Though all contracts for this release are fully audited and trusted, we would like to allow for third party development of plugins (sooner) and extensions (later) in upcoming releases.

For that reason, the release-level contracts are architected like a trust onion, with each layer outward being less trusted:

• core (e.g., Comptroller contracts, Vault contracts, fund deployment)

• extensions (e.g., IntegrationManager)

• plugins (e.g., integration adapters like KyberAdapter)

The core dictates the actions that each extension can take on VaultProxy state. E.g., in this release, no VaultProxy state-changing actions are allowed by the PolicyManager, whereas IntegrationManager and FeeManager are allowed limited sets of actions.

Additionally, any state-changing call to the VaultProxy must both originate from and return through the same ComptrollerProxy of the corresponding fund, guaranteeing that extensions can only act upon a particular VaultProxy when called by the fund itself.

Extensions can then define their own rules for local behavior, e.g., how its plugins work (plugins are defined and used by all current extensions, but are not essential to an extension). For the official extensions provided by the core protocol, plugins are designed NOT to have direct state-changing authority on core contracts or extensions, and all operate in their own context (i.e., they are not delegate-called).

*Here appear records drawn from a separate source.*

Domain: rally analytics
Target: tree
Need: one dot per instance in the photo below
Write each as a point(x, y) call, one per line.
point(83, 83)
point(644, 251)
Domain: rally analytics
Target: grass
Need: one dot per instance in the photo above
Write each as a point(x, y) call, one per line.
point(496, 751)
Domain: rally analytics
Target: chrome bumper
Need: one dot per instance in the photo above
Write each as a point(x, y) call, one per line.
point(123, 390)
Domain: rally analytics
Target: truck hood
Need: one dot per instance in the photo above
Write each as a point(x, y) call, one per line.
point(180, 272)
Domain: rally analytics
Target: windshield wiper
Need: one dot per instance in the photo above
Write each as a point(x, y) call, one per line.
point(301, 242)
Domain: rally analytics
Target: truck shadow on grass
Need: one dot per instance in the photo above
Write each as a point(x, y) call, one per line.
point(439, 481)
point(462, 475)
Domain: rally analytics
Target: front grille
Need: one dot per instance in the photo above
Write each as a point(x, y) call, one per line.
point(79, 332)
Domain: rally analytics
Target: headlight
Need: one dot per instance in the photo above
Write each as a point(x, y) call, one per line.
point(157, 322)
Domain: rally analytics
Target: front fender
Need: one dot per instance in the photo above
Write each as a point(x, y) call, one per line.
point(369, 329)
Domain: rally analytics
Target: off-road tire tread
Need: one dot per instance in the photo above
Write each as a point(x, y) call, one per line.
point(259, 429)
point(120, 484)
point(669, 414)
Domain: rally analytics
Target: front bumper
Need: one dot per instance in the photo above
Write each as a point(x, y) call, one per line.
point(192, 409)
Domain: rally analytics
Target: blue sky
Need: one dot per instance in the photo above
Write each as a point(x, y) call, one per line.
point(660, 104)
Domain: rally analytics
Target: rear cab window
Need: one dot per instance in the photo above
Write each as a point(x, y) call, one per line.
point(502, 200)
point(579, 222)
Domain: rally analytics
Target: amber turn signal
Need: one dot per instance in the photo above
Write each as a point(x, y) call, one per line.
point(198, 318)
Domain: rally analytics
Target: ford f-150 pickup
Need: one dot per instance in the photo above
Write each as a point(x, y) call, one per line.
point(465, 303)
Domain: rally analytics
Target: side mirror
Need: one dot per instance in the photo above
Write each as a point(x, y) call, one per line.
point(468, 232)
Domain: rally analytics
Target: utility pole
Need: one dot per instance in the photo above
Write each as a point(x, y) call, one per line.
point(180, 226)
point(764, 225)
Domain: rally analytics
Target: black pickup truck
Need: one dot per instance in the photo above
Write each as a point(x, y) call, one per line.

E.g., IntegrationManager and an adapter

The IntegrationManager is an extension that defines rules for how "adapters" (its plugins) can use a fund's assets in interactions with external DeFi protocols. The IntegrationManager itself has access to state-changing functions on the VaultProxy related to spending and accounting for asset holdings. It provisions these holdings to its adapters as instructed by the user input in callOnIntegration(). The rough pathway is as follows:

• permissioned user calls IntegrationManager.__callOnIntegration() via ComptrollerProxy.callOnExtension() with instructions to use AdapterA, SelectorB, and CalldataC

• IntegrationManager calls to AdapterA and asks for the assets and max amounts to be spent and the assets and min amounts to be received in the tx, along with how the assets to be spent should be provisioned to the adapter (e.g. approval or transferal)

• the IntegrationManager provisions the spend assets to the adapter as instructed

• the adapter uses the spend assets however it sees fit, generally in exchange for other assets, and then returns all unused spend asset balances and all incoming asset balances to the VaultProxy

• the IntegrationManager then runs validation on the amounts spent and received, and provides all final incoming and outgoing asset balances to the PolicyManager for further validation

One nuance that may become important (and changed) in an upcoming release is that the adapter (rather than the IntegrationManager) is responsible for parsing the assets to be spent and received from the user-input calldata, which has the potential for malicious abuse.